Au-delà du cadre national, cette structuration s’inscrit dans un mouvement plus large. Certains pays européens, comme l’Allemagne ou la Belgique, ont déjà mis en place des réglementations spécifiques. En France, la demande est forte : une majorité de citoyens appelle à un encadrement renforcé et à une meilleure régulation des pratiques et des contenus.

Stéphanie Rist : une responsabilité désormais politique

La transformation est engagée. Les pratiques évoluent, les risques se multiplient, les attentes des patients se précisent. Face à cette réalité, les professionnels ont pris leurs responsabilités : formation, structuration, propositions concrètes.
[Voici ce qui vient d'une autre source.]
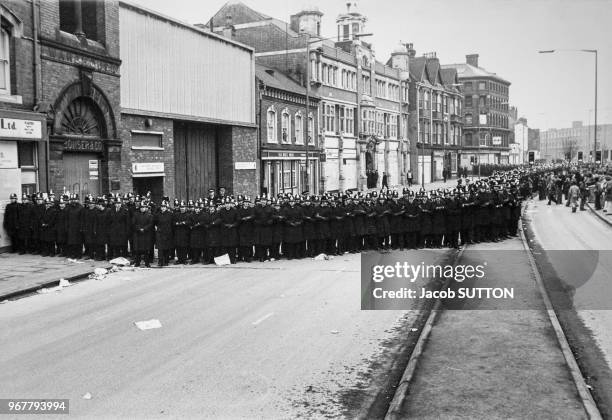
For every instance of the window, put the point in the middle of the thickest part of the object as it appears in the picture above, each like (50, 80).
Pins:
(328, 118)
(271, 122)
(5, 62)
(26, 154)
(146, 140)
(286, 126)
(311, 133)
(341, 120)
(299, 124)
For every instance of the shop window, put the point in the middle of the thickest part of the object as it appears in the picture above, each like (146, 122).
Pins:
(5, 61)
(26, 154)
(146, 140)
(299, 124)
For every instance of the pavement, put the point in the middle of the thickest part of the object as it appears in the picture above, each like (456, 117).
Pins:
(491, 359)
(574, 253)
(23, 273)
(282, 339)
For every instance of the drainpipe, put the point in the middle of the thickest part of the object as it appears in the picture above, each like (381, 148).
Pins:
(37, 74)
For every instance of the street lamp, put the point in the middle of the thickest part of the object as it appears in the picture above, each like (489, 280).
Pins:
(588, 51)
(308, 43)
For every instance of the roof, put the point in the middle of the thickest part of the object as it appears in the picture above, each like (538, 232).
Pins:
(141, 9)
(240, 13)
(465, 71)
(278, 80)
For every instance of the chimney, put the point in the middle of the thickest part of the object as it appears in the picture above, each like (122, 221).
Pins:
(411, 50)
(472, 59)
(228, 29)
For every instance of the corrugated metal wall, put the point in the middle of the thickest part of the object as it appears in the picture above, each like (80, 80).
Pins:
(169, 68)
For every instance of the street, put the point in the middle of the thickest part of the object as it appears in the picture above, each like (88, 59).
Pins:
(269, 340)
(573, 252)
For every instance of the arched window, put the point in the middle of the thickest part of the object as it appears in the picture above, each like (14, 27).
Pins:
(299, 124)
(286, 126)
(311, 133)
(5, 62)
(271, 123)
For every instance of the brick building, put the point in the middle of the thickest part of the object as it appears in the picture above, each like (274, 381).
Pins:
(486, 129)
(286, 134)
(188, 108)
(576, 143)
(79, 70)
(23, 136)
(435, 104)
(363, 109)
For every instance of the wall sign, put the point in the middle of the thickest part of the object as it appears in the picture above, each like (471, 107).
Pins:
(245, 165)
(24, 129)
(83, 145)
(8, 155)
(148, 167)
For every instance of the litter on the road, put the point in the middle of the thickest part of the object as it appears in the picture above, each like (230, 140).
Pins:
(99, 271)
(120, 261)
(223, 260)
(151, 324)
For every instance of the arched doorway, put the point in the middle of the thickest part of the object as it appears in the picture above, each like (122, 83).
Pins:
(83, 127)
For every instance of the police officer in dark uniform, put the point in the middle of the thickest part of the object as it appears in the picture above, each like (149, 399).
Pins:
(119, 228)
(181, 233)
(142, 224)
(11, 222)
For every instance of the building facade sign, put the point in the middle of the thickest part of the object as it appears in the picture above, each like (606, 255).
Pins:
(245, 165)
(13, 128)
(148, 167)
(8, 155)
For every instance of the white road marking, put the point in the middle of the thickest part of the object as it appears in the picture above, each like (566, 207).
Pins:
(263, 318)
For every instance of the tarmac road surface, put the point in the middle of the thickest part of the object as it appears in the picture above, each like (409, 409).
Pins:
(279, 339)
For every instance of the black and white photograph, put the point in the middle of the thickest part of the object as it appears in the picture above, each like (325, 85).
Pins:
(287, 209)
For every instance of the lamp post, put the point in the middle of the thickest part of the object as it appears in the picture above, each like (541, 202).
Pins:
(593, 52)
(308, 43)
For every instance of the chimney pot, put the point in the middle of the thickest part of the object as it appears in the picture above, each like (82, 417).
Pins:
(472, 59)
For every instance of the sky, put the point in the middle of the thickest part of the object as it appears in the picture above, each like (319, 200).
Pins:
(550, 90)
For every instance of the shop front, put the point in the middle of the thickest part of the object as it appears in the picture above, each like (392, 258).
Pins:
(286, 172)
(23, 151)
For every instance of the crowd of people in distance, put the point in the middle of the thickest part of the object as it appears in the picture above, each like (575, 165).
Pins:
(285, 226)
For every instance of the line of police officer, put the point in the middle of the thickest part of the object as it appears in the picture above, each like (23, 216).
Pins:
(266, 228)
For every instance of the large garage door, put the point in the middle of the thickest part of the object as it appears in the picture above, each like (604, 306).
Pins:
(195, 153)
(82, 174)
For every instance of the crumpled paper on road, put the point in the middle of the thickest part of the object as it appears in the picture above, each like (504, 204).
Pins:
(223, 260)
(120, 261)
(148, 325)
Un consensus existe désormais, mais le temps administratif reste long alors que l’urgence sanitaire s’accroît. La question est désormais politique, et c’est sur le bureau de Stéphanie Rist, ministre de la Santé, des Familles, de l’Autonomie et des Personnes handicapées, qu’elle se pose. Elle-même médecin de formation, l’ancienne rhumatologue dispose des leviers pour traduire ce consensus professionnel en cadre réglementaire opérationnel : décret sur l’extension du droit de prescription de la toxine botulique, reconnaissance du DIUME, durcissement des sanctions pénales contre l’exercice illégal réclamé par le SNCPRE, ou encore mobilisation des plateformes numériques.

L’État peut-il laisser se développer un marché parallèle dangereux alors que les solutions existent ? Peut-il ignorer une pratique qui concerne déjà des millions de Français ?

La profession a posé les bases d’un cadre structuré et sécurisé. Il appartient désormais aux pouvoirs publics – et au premier chef à Stéphanie Rist – de s’en saisir et d’en assurer la traduction réglementaire.